12. It’s A Great Breakfast Option: Amaranth’s tiny grains take on a porridge-like texture when cooked, making it a great option for your first meal of the day. In fact, Amaranth porridge is a traditional breakfast in India, Peru, Mexico and Nepal.

13. It Can Help Keep You Regular: Among its other impressive nutritional stats, Amaranth is also a great source of fibre with 13 grams of dietary fibre per uncooked cup compared to just 2 grams for the same amount of long-grain white rice.

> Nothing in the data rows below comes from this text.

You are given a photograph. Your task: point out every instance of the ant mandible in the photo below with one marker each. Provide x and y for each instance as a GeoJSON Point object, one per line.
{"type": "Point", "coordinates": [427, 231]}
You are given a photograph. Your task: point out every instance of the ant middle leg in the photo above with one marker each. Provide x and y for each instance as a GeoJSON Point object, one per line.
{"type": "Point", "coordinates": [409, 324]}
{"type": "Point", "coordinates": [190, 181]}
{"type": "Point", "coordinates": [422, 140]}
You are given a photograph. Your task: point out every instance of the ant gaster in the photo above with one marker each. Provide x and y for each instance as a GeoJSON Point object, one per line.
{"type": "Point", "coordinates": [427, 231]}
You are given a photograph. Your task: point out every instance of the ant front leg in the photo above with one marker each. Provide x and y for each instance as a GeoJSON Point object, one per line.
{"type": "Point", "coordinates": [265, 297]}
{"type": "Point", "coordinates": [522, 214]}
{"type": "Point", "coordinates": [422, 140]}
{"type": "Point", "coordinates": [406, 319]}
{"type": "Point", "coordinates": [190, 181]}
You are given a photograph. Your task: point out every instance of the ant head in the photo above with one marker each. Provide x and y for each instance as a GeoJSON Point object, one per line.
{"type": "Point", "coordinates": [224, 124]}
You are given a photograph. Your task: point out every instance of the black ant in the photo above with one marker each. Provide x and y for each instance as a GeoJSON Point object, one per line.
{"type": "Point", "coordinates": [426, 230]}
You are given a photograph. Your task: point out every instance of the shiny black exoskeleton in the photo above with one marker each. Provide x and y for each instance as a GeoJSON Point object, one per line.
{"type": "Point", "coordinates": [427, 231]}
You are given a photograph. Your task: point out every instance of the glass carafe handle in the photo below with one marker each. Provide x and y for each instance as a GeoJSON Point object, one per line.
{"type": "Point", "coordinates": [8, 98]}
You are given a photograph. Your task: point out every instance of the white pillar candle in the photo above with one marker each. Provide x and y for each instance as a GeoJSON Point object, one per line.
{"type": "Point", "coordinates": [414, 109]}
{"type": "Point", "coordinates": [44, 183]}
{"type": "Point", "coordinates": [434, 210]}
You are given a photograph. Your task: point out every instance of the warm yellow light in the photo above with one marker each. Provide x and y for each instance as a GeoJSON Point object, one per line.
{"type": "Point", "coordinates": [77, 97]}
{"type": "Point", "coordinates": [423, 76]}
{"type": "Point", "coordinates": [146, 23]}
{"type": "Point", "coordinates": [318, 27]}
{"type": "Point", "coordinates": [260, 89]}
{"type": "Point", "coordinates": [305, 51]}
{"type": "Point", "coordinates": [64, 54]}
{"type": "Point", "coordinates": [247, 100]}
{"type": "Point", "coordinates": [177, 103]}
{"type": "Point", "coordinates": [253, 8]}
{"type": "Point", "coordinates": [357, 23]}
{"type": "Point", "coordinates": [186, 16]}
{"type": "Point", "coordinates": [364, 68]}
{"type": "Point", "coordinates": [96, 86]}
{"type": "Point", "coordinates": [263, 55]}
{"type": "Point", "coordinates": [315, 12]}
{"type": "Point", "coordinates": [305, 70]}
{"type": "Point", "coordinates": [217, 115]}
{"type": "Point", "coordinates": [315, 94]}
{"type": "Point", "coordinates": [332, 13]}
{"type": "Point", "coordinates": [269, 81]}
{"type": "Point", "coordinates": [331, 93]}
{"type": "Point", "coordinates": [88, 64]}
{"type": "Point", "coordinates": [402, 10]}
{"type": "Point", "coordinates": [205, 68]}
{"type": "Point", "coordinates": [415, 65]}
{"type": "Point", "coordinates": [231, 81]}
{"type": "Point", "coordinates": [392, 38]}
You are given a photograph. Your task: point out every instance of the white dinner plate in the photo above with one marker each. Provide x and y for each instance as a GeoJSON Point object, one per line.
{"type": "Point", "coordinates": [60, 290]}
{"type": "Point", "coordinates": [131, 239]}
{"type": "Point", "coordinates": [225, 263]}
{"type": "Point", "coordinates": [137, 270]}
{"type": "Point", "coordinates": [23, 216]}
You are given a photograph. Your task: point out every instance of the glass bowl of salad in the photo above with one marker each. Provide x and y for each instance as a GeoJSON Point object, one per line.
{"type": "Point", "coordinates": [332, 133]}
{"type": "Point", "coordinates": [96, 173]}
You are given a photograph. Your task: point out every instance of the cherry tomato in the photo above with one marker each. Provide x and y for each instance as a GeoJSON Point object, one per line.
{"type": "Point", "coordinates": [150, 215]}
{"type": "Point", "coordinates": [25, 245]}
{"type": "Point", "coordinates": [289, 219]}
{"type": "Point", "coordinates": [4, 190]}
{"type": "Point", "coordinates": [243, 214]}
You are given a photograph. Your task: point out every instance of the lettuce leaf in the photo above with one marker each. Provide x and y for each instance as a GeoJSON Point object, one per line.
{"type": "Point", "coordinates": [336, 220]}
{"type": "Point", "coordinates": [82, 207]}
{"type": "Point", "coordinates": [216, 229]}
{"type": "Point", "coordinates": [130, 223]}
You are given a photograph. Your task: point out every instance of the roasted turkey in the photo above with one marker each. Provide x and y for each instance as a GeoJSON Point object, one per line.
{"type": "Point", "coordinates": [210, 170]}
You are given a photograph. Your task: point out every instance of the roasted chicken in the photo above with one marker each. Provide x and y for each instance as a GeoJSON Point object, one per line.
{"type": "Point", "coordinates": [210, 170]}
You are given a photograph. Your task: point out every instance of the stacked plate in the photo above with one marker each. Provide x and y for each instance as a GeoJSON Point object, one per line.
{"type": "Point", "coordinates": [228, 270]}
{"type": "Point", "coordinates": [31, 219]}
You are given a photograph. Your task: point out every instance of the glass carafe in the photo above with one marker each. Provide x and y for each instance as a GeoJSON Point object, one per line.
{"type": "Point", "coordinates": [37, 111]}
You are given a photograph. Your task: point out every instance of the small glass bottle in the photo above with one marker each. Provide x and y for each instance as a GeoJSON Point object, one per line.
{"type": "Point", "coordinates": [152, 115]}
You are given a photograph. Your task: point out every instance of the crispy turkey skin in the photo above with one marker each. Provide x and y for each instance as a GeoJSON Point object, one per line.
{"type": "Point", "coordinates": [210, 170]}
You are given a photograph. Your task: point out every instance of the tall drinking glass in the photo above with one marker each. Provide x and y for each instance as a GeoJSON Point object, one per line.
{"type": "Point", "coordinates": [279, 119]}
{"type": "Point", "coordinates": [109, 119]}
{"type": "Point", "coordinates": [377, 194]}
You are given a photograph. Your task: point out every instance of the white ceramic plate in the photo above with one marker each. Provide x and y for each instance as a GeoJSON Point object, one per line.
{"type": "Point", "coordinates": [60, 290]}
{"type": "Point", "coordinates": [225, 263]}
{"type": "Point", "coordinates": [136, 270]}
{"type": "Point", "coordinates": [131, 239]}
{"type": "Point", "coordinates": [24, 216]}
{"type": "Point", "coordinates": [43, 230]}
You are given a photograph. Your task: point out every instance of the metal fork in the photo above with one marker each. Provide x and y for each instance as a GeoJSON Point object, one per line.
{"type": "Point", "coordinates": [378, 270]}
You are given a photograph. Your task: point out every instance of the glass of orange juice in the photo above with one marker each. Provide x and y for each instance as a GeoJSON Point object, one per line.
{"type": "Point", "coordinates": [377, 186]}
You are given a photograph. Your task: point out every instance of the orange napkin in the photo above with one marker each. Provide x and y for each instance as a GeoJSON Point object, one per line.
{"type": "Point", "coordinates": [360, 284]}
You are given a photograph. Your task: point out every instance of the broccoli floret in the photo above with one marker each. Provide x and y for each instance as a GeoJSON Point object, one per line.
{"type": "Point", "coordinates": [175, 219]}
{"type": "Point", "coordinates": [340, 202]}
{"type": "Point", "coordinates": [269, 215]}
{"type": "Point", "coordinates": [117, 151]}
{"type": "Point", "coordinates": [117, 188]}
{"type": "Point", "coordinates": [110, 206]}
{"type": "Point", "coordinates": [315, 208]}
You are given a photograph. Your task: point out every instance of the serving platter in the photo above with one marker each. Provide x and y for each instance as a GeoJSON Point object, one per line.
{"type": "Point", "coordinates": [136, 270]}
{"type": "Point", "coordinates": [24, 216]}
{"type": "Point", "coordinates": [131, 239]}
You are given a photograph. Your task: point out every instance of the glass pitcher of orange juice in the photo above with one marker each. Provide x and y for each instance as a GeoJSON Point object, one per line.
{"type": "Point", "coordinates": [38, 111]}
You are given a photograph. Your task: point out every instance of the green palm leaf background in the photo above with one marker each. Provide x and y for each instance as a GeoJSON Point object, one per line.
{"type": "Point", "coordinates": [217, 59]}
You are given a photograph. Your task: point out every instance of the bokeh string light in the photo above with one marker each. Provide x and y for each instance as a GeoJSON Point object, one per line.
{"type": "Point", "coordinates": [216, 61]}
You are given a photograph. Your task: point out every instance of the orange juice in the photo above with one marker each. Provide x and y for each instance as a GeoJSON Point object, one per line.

14. Disease Prevention: The anti-inflammatory properties in the peptides and oils of Amaranth can ease pain and reduce inflammation. This is especially important for chronic conditions where inflammation erodes at health, such as diabetes, heart disease and stroke. The same peptides in Amaranth that protect against inflammation may also help prevent Cancer. The antioxidants in this grain may also help protect cells from damage that can lead to cancer. Amaranth may boost immune function according to some studies, thanks to the potent vitamins, minerals, and antioxidants it contains.

15. Prevents Grey Hair: Amaranth helps prevent premature greying, mainly due to the minerals.

Amaranth has a modest amount of oxalic acid. It should be avoided or only moderately used by those with gout, kidney problems, or rheumatoid arthritis.